Genre: Fiction
Publisher: Random House Publishing Group, 2015
Pages: 368
Rating: Do Not Recommend
Synopsis: Anna was a good wife, mostly. For readers of The Girl on the Train and The Woman Upstairs comes a striking debut novel of marriage, fidelity, sex, and morality, featuring a fascinating heroine who struggles to live a life with meaning.
Anna Benz, an American in her late thirties, lives with her Swiss husband, Bruno—a banker—and their three young children in a postcard-perfect suburb of Zürich. Though she leads a comfortable, well-appointed life, Anna is falling apart inside. Adrift and increasingly unable to connect with the emotionally unavailable Bruno or even with her own thoughts and feelings, Anna tries to rouse herself with new experiences: German language classes, Jungian analysis, and a series of sexual affairs she enters with an ease that surprises even her.
But Anna can’t easily extract herself from these affairs. When she wants to end them, she finds it’s difficult. Tensions escalate, and her lies start to spin out of control. Having crossed a moral threshold, Anna will discover where a woman goes when there is no going back.
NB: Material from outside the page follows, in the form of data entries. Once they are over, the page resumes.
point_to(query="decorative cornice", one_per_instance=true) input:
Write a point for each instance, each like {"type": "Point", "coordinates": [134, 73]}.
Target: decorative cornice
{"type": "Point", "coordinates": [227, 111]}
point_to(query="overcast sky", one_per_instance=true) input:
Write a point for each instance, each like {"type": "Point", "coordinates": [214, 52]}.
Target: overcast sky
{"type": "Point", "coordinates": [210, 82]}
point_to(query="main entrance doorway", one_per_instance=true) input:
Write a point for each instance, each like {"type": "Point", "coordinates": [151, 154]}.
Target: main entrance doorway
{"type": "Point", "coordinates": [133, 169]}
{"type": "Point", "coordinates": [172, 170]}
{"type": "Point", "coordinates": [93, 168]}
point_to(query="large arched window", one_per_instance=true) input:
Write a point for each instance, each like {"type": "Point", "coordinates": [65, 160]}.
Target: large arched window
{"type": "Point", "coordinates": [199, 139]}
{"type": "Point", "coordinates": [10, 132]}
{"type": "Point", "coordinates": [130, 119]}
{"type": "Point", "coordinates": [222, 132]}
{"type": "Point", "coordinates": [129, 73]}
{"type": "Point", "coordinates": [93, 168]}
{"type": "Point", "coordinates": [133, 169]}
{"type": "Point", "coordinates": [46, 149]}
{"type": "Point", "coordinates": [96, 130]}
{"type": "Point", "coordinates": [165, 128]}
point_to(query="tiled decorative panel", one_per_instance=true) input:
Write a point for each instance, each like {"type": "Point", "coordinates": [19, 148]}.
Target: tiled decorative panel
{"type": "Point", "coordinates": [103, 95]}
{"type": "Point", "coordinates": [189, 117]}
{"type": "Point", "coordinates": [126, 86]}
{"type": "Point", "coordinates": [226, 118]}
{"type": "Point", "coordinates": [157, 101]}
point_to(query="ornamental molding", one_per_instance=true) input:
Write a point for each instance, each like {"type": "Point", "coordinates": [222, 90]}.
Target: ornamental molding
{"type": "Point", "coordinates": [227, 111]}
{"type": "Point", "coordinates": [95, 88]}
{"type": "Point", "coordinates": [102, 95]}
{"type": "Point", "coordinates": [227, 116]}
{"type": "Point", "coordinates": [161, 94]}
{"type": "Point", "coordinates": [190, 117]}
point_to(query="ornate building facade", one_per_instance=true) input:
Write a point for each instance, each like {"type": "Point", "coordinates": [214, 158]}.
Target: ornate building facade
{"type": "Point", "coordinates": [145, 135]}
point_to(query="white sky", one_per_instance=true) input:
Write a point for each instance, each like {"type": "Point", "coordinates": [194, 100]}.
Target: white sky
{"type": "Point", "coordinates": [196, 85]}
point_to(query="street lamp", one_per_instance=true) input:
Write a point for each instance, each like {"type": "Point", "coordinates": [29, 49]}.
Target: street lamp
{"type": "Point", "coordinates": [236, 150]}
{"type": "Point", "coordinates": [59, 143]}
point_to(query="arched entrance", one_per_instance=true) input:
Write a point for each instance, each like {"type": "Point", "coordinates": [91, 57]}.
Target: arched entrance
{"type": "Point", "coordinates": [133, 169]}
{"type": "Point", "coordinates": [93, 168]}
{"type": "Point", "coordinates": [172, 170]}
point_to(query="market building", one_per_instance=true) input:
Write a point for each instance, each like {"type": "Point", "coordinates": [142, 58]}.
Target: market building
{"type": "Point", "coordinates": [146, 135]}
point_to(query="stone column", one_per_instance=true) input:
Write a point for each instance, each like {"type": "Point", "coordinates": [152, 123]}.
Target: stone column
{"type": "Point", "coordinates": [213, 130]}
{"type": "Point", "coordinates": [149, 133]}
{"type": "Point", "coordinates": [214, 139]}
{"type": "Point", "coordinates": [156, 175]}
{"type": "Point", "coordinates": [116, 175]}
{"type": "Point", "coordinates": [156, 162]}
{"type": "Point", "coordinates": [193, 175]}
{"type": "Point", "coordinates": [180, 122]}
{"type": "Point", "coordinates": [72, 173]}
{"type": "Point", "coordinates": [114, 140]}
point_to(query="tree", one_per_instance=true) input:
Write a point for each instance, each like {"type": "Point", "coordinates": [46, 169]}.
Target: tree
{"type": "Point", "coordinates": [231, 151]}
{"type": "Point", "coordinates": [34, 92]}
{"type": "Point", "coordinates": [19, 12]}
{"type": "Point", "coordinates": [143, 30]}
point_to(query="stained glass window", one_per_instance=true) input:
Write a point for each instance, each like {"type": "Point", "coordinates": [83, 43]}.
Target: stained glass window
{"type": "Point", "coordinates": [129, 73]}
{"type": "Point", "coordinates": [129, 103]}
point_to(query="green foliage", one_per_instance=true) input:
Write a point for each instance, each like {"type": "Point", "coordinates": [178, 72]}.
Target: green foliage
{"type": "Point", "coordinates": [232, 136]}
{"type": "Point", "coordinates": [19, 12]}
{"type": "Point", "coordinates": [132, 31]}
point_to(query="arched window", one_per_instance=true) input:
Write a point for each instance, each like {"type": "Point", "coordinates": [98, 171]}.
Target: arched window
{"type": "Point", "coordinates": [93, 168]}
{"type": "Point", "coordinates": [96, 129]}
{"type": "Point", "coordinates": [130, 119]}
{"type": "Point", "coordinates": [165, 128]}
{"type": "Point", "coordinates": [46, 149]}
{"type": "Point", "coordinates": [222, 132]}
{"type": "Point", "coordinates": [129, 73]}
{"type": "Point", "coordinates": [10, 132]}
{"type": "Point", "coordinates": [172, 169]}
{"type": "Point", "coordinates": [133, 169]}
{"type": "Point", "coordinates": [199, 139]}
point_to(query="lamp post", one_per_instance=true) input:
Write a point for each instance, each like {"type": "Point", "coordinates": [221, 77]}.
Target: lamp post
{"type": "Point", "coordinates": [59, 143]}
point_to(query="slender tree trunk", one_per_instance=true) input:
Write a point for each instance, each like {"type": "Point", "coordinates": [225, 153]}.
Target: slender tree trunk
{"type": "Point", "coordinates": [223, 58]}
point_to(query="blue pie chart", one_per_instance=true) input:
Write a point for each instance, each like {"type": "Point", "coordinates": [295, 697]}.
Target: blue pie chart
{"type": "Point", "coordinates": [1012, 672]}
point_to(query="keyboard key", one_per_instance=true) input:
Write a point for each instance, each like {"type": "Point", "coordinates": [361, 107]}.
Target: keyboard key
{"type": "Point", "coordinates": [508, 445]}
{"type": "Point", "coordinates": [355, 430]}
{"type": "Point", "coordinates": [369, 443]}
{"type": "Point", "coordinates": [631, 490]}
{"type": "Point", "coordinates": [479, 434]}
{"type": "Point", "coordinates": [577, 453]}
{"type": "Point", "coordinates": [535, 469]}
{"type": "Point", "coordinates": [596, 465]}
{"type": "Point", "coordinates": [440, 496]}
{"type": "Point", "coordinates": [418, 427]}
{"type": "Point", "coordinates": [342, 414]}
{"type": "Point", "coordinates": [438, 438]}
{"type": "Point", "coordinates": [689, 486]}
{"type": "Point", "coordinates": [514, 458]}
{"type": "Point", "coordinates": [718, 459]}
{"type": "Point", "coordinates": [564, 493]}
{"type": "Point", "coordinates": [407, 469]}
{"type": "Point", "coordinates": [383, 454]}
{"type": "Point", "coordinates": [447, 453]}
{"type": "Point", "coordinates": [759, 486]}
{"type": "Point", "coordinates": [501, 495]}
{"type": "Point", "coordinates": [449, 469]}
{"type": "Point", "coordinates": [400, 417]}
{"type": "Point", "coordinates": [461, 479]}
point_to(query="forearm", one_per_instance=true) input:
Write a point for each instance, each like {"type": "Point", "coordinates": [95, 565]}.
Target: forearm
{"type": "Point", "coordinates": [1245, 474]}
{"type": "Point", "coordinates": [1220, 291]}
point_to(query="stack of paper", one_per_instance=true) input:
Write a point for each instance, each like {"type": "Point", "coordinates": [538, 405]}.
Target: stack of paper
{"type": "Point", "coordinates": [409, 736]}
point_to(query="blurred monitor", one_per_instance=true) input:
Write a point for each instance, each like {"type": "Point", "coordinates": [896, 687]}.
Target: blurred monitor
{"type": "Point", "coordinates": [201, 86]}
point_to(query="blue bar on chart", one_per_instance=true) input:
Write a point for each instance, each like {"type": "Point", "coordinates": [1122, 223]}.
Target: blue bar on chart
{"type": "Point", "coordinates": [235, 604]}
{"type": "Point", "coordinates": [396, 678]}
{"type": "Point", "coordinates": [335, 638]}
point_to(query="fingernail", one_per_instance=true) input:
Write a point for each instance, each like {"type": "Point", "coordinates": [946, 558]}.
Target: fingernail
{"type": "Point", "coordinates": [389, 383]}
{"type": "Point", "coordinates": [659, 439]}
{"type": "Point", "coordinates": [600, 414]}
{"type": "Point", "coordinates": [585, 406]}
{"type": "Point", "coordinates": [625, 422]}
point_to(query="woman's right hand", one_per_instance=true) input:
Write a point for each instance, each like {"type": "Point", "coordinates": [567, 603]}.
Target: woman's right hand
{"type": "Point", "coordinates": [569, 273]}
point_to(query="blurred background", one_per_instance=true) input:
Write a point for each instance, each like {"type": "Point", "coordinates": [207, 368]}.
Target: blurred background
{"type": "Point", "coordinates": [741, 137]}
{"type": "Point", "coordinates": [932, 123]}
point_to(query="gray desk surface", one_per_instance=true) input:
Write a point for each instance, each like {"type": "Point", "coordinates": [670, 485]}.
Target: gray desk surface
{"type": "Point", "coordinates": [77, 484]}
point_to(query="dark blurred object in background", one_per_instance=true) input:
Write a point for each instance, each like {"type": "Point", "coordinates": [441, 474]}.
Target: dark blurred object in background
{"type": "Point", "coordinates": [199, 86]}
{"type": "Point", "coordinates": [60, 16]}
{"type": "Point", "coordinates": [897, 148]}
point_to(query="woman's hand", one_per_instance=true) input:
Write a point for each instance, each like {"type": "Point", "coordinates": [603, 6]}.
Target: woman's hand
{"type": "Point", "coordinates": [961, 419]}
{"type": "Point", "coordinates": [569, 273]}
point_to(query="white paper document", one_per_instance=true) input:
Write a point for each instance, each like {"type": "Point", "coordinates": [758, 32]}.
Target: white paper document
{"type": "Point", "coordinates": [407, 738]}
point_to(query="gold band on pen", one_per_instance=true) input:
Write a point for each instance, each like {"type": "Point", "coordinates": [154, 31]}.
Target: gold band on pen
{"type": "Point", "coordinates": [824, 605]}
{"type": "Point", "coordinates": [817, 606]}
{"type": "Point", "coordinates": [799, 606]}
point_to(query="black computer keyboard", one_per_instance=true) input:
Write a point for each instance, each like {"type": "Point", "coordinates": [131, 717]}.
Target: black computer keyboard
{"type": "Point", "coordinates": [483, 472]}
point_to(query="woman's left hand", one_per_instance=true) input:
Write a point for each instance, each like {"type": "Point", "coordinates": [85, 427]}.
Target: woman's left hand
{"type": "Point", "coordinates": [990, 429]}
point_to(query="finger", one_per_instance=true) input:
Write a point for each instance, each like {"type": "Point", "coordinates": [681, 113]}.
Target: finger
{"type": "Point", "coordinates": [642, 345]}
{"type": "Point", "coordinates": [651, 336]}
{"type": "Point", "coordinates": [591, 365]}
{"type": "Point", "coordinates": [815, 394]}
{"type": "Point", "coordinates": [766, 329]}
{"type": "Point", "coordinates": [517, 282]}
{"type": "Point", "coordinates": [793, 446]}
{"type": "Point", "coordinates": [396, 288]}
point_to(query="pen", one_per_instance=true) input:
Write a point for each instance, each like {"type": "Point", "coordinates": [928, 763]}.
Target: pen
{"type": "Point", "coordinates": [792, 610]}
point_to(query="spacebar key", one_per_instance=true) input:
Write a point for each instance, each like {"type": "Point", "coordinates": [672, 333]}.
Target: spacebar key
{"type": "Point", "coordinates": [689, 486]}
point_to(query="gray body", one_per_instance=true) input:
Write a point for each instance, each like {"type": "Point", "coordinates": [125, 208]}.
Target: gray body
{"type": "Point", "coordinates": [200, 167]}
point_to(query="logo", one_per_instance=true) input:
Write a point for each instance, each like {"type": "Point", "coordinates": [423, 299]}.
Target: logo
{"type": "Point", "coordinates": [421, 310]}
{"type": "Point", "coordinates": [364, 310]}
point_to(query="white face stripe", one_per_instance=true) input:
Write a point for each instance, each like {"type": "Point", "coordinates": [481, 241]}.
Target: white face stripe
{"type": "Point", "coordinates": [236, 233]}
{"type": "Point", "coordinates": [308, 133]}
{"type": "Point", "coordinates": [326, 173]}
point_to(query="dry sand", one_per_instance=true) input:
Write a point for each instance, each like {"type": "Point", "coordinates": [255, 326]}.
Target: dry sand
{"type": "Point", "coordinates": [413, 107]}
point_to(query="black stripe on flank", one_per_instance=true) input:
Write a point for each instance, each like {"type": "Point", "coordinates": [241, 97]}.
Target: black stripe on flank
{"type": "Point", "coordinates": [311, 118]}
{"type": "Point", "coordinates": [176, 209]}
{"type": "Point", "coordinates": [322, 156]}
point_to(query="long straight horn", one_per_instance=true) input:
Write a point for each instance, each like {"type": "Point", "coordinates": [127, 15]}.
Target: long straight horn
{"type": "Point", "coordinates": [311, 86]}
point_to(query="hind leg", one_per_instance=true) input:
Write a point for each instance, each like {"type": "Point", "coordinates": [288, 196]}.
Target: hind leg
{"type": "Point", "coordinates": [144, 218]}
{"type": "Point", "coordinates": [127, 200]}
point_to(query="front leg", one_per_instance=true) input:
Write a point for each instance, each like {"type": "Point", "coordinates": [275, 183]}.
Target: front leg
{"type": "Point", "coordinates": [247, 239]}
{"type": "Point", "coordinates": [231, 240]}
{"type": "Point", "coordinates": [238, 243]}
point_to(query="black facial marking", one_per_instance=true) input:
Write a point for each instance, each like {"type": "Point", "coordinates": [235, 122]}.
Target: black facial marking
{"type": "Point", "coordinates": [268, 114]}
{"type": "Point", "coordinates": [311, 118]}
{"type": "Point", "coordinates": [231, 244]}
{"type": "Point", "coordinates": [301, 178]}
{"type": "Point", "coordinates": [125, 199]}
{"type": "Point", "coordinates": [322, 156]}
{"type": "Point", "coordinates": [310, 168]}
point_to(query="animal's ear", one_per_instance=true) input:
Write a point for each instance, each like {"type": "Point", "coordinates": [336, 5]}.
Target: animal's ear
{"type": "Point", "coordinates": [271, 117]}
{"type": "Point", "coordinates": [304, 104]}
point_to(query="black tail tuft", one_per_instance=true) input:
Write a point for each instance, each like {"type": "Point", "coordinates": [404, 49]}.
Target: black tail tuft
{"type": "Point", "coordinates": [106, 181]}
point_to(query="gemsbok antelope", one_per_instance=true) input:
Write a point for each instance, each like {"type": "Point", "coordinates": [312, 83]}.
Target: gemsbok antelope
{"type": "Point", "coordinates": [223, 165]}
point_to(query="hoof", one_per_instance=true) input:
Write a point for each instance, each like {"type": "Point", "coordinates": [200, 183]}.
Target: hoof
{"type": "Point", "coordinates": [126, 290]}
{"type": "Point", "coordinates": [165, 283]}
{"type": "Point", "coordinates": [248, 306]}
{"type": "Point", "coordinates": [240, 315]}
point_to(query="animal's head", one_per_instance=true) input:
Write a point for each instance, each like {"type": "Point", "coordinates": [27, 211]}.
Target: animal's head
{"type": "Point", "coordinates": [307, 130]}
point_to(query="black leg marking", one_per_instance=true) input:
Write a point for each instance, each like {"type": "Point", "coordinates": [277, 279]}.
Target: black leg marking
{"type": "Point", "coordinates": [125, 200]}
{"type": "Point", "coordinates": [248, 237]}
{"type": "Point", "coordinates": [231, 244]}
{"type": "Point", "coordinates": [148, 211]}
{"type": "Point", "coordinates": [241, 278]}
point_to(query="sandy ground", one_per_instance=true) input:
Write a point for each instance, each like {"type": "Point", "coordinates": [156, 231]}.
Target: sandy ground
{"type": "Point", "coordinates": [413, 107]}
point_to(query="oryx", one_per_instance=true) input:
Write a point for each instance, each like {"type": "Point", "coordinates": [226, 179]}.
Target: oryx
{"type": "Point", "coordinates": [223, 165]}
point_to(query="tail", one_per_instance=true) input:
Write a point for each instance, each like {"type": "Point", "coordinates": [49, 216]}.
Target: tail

Intimate, intense, and written with the precision of a Swiss Army knife, Jill Alexander Essbaum’s debut novel is an unforgettable story of marriage, fidelity, sex, morality, and most especially self. Navigating the lines between lust and love, guilt and shame, excuses and reasons, Anna Benz is an electrifying heroine whose passions and choices readers will debate with recognition and fury. Her story reveals, with honesty and great beauty, how we create ourselves and how we lose ourselves and the sometimes disastrous choices we make to find ourselves.
Review: I'll start this off by saying, nothing about this reminded me of Girl on a Train, and I actually find it weird that it was even mentioned. I haven't read The Woman Upstairs.
This book was recommended by my coworker who has given me excellent recommendations in the past. This one though was a fail. I didn't enjoy it, and I'm pretty sure that had I been reading the paper version, I would have returned it to the library after the second or third chapters. However, I had the audio version and for whatever reason just kept going ahead with it.
The plot was boring and Anna was an unlikable character. I don't mind insinuated sex or a few details, but this was too much and turned me off from the book as a whole. Pardon the pun.
From the beginning you just knew it isn't going to end well for Anna, and the author's closing paragraph was the best part of the book (and not just because it was over). The chosen closing words were brilliant.
The author can write; this just wasn't my cup of tea as a whole.
The author can write; this just wasn't my cup of tea as a whole.